Die Outfits des Eurovision Song Contests spiegeln die schwierige Situation Europas wider: Die meisten Teilnehmenden entschieden sich für eskapistische Kleider wie aus einer Märchenwelt, futuristische Elemente – oder kampfbereite Rüstungen, wie ESC-Sieger JJ.
Europa hat schon einfachere Zeiten gesehen. Das schlägt sich auch in den Outfits für den Eurovision Song Contest wider.

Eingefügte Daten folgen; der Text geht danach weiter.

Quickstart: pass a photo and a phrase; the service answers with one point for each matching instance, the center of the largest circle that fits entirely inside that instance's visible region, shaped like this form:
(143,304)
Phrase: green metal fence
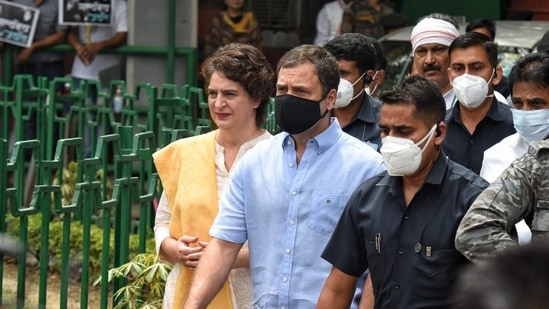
(108,196)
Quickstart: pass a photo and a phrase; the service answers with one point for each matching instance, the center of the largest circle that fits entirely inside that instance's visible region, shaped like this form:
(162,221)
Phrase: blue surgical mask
(532,125)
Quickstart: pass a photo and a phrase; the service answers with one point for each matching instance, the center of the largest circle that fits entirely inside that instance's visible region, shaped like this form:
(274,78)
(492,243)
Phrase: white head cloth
(433,30)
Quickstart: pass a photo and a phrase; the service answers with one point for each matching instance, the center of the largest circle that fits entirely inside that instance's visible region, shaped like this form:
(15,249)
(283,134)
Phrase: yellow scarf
(187,170)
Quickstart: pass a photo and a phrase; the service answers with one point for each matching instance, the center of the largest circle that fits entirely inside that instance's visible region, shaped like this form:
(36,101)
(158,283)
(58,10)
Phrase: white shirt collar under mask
(367,89)
(401,155)
(345,91)
(471,90)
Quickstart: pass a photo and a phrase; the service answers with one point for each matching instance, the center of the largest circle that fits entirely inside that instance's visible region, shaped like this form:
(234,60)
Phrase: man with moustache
(479,120)
(282,197)
(430,40)
(356,111)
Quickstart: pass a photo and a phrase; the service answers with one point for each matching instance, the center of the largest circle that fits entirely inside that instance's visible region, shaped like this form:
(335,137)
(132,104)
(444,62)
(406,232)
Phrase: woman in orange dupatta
(195,171)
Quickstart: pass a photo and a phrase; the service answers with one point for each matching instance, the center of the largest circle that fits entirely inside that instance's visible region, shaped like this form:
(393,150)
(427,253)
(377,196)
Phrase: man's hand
(190,255)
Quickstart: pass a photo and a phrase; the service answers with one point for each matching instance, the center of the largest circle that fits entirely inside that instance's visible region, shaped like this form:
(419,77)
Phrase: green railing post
(3,200)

Augenscheinlich gibt es modisch für diese Veranstaltung gerade fast nur zwei Möglichkeiten: entweder man rüstet auf, oder man träumt sich weg – in eine Märchenwelt wie die lettische Frauentruppe Tautumeitas, oder in die Zukunft mit futuristischen Gewändern oder Rüstungen, welche an Serien und Filme wie «Raumschiff Enterprise» oder «Dune» erinnern.
Auch ESC-Sieger JJ, eigentlich Johannes Pietsch, 24-jähriger Kontertenor aus Österreich, trug ein an eine Rüstung erinnerndes schwarzes, mit Metallösen besetztes Ensemble vom finnischen Kostümdesigner Teemu Muurimäki.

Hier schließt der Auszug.